Due to the small sample size in HUNT2, we might have missed weak causal effects due to insufficient power. In addition, the genetic instrument explained little variance in short sleep and long sleep within HUNT2, implying possible weak instrument bias [88] and leading to wide CIs as shown in the bootstrap simulations [89]. Furthermore, SNPs for short and long sleep were not replicated in other independent cohorts [31], meaning that the GRS used is not validated in any other population.

The inclusion of UKBB in all exposure GWASs could lead to winner’s curse that might bias the causal estimates in UKBB [90]. We therefore used unweighted GRS for our exposures in UKBB as recommended [51]. Also, we derived GRS for insomnia symptoms and chronotype composed of SNPs that replicated in an independent study (23andMe) [30, 32], which showed similar estimates, indicating winner’s curse is unlikely to have substantially biased effect estimates.
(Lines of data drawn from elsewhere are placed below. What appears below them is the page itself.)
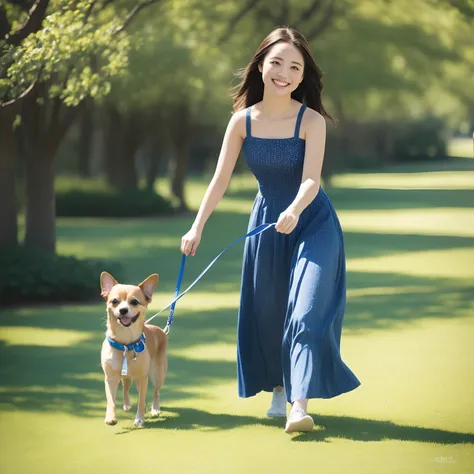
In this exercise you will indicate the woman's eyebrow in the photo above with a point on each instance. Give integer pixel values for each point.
(295, 62)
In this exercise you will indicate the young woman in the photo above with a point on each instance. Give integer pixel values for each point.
(293, 279)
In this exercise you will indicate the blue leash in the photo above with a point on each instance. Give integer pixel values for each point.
(177, 295)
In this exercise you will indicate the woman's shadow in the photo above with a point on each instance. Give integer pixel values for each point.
(357, 429)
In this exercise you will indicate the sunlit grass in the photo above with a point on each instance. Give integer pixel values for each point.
(408, 334)
(34, 336)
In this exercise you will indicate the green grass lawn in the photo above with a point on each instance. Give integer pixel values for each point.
(408, 335)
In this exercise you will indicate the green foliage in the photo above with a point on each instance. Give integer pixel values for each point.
(30, 275)
(420, 140)
(76, 53)
(104, 201)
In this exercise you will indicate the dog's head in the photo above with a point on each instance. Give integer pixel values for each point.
(127, 304)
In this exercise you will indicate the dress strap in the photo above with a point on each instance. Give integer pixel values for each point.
(298, 120)
(248, 125)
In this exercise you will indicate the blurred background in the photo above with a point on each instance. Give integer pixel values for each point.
(103, 98)
(112, 114)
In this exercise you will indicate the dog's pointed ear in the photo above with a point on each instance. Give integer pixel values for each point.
(148, 286)
(107, 282)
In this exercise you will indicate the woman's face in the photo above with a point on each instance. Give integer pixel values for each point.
(282, 69)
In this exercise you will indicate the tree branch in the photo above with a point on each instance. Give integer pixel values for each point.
(249, 6)
(21, 96)
(32, 24)
(324, 22)
(133, 13)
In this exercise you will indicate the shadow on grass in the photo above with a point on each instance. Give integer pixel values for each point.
(356, 429)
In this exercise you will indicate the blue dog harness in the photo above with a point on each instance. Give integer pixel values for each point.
(136, 346)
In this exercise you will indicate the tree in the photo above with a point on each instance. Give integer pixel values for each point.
(62, 53)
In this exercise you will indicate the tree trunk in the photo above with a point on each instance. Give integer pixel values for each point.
(8, 205)
(121, 144)
(40, 200)
(127, 174)
(43, 138)
(112, 143)
(181, 139)
(85, 140)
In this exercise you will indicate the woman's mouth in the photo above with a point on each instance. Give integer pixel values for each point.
(280, 84)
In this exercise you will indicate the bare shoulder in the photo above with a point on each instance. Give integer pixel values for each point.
(237, 123)
(313, 119)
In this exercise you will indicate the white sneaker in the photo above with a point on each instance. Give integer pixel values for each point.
(278, 407)
(299, 420)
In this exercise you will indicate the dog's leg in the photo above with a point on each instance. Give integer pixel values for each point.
(158, 369)
(126, 384)
(111, 385)
(142, 385)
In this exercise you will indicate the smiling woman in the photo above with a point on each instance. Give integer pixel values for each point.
(293, 280)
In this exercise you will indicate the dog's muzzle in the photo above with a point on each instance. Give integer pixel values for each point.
(127, 321)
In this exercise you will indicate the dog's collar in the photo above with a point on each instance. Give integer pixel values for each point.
(137, 346)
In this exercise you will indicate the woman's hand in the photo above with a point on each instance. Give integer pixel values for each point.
(287, 221)
(190, 242)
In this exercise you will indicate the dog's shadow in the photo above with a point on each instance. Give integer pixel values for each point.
(357, 429)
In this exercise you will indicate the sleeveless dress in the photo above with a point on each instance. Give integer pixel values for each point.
(293, 287)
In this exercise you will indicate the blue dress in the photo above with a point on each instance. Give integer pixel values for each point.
(293, 291)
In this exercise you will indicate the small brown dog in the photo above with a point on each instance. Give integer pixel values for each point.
(128, 337)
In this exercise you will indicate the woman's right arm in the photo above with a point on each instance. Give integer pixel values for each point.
(231, 146)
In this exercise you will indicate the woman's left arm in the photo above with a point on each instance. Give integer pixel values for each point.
(311, 179)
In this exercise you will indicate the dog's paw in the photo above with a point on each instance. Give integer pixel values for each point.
(139, 422)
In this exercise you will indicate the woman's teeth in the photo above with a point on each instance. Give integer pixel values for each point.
(280, 83)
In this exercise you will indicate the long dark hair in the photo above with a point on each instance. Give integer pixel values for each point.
(250, 89)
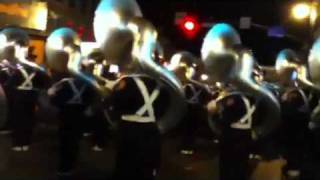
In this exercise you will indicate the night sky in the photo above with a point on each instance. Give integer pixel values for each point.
(268, 13)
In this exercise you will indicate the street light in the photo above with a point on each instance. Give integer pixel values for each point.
(301, 11)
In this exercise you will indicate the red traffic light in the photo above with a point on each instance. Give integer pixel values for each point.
(190, 26)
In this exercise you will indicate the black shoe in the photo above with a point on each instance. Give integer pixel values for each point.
(5, 131)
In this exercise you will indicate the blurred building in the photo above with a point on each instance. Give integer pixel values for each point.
(40, 17)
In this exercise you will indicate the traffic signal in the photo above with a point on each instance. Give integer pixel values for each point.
(190, 26)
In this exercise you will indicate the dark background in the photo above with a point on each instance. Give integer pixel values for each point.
(263, 12)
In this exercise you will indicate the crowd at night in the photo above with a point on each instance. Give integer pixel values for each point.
(159, 90)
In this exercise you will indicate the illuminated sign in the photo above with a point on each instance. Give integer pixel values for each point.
(28, 15)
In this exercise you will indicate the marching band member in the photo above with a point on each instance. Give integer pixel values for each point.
(26, 81)
(141, 99)
(72, 94)
(187, 67)
(295, 112)
(250, 114)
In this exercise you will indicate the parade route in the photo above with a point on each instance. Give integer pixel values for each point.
(40, 162)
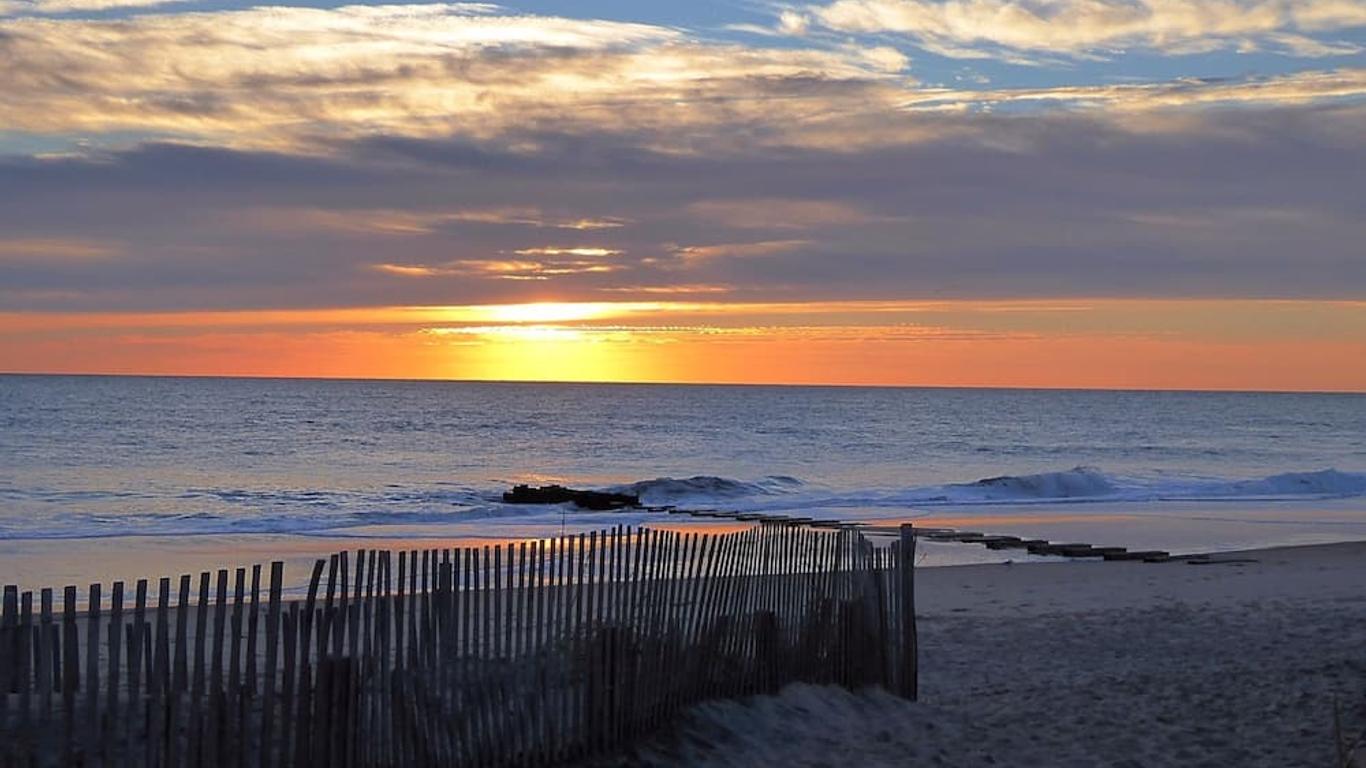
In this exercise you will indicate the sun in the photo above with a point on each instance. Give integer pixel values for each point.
(547, 312)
However, we could not apply the same approach to explore the impact of winner’s curse on the sleep duration due to the limited sample size of the replication datasets in those studies [31], meaning that genetic associations might be imprecise.
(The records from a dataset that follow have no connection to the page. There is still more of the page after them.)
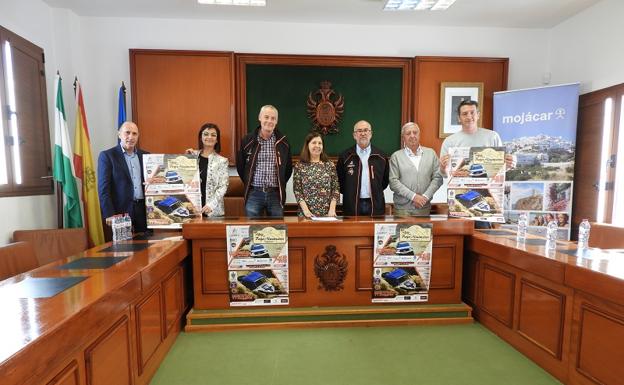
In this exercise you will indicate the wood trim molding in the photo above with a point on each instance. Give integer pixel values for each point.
(302, 277)
(358, 258)
(557, 353)
(203, 268)
(454, 255)
(509, 275)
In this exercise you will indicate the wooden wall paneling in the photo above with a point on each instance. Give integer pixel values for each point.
(108, 359)
(529, 312)
(243, 59)
(470, 282)
(588, 150)
(69, 375)
(429, 72)
(210, 285)
(175, 92)
(541, 316)
(315, 293)
(149, 327)
(497, 293)
(596, 343)
(296, 269)
(172, 296)
(364, 267)
(443, 257)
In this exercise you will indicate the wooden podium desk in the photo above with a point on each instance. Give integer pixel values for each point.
(114, 327)
(564, 309)
(352, 237)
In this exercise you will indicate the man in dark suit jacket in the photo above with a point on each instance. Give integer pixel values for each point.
(363, 174)
(120, 178)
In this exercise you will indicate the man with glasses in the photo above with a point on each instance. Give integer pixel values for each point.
(363, 174)
(120, 178)
(264, 165)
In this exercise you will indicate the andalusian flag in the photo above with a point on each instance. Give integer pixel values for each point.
(85, 173)
(63, 169)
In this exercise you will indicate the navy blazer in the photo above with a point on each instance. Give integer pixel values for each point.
(114, 182)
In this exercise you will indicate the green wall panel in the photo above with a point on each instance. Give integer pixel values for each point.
(371, 94)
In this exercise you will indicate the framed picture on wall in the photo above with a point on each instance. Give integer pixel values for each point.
(451, 94)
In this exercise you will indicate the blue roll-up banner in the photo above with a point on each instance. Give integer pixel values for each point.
(538, 126)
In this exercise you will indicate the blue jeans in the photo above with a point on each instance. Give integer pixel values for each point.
(258, 201)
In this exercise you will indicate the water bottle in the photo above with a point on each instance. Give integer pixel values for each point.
(522, 227)
(584, 229)
(551, 234)
(116, 229)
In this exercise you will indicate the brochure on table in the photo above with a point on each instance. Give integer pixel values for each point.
(257, 258)
(172, 190)
(476, 183)
(402, 262)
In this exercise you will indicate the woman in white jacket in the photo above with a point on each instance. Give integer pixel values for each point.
(213, 170)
The variation in the occurrence of AMI between UKBB (2.35%) and HUNT2 (10.03%) may be attributed to several factors related to the composition of the cohorts: (a) the HUNT2 cohort followed up relative older participants, aged 20 years or above, with a mean baseline age of 48 years, while UKBB consisted of participants aged 40 to 69 years, with a mean baseline age of 56 years; (b) the duration of follow-up was longer in HUNT2, spanning 20.4 years, compared to UKBB’s follow-up period of 11.7 years; (c) UKBB (5.5% response rate) may represent a healthier sample [91], whereas HUNT2 (69.5% response rate) may be a more representative sample [36]; and (d) baseline differences in the two underlying populations or differences due to time trend (for example, more current smokers in HUNT2 which was conducted about a decade earlier than UKBB). Moreover, competing risk from death among participants would potentially hinder the occurrence of AMI, that might overestimate the risks [92]. This is another limitation of our study.
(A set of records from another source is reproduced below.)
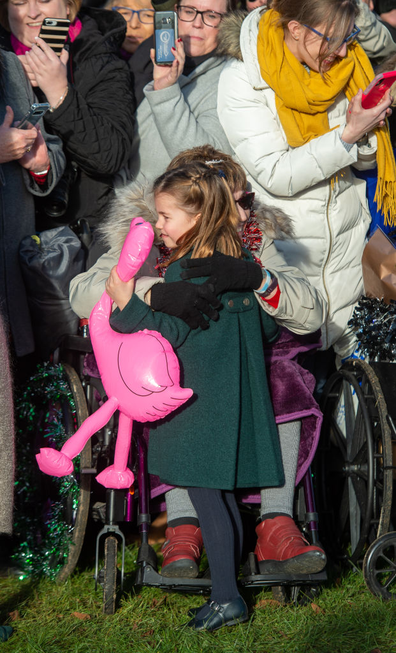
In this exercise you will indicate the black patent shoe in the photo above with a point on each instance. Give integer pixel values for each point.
(221, 614)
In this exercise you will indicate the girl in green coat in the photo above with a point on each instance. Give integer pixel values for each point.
(225, 437)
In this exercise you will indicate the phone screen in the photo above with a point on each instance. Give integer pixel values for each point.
(34, 114)
(165, 37)
(54, 32)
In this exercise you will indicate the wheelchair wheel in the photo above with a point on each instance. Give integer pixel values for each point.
(51, 512)
(298, 595)
(354, 462)
(110, 575)
(379, 567)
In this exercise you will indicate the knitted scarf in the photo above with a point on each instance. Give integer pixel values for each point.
(302, 99)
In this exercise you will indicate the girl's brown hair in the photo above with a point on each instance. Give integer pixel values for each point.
(234, 173)
(74, 8)
(336, 15)
(200, 189)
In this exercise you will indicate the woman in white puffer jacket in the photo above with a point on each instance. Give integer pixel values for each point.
(311, 181)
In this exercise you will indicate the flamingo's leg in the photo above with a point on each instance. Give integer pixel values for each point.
(59, 463)
(91, 425)
(118, 475)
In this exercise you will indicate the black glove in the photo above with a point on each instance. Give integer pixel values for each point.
(187, 301)
(224, 272)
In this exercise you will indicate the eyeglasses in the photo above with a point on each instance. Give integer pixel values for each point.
(331, 39)
(144, 15)
(189, 14)
(246, 201)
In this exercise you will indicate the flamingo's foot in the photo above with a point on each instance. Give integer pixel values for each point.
(116, 479)
(54, 463)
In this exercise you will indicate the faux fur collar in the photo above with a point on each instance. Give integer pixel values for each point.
(136, 200)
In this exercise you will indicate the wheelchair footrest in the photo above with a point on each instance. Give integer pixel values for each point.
(146, 575)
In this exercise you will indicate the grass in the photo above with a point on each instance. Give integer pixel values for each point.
(51, 618)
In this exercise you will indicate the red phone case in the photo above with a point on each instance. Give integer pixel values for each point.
(377, 89)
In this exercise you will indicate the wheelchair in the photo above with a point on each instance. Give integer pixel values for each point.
(355, 468)
(66, 391)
Finally, our findings rely on analyses in UKBB due to its large sample. However, the generalizability of these findings may be limited due to a selected sample (5.5% response rate) in the UKBB cohort, which can bias both observational and MR estimates [93, 94]. Selection bias may artificially induce associations between genetic variants and confounders leading to the instrumental variable becoming invalid [95]. This might partly explain differences in UKBB and HUNT2 estimates observed in this study, where HUNT2 sample (69.5% response rate) more closely represents target population. The difference in demographics of the two cohorts might also cause inconsistent estimates. Moreover, the inclusion of cohorts from the European ancestry may further restrict generalizability of our findings.

Conclusions

This study reveals no interaction effects between sleep traits on the risk of AMI, but found that two sleep traits in combination (including insomnia symptoms, short sleep, and a morning chronotype) had the highest risk of AMI. The role of chronotype in AMI risk remains uncertain, as the adverse causal effect of morning chronotype could partly be explained by genetic predisposition to insomnia symptoms or short sleep. This indicates that the main effects of insomnia symptoms and short sleep are likely to be independent of each other, i.e., the magnitude of the effect of insomnia symptoms on AMI does not depend on whether there is accompanying genetic predisposition to short sleep, and vice-versa. Thus, interventions targeting both insomnia symptoms and short sleep could be relevant for preventive initiatives to reduce the risk of AMI. Moreover, this study also suggests a potential protective effect of genetically predisposed long sleep that was not affected by additionally being genetically predisposed to insomnia symptoms and a morning chronotype.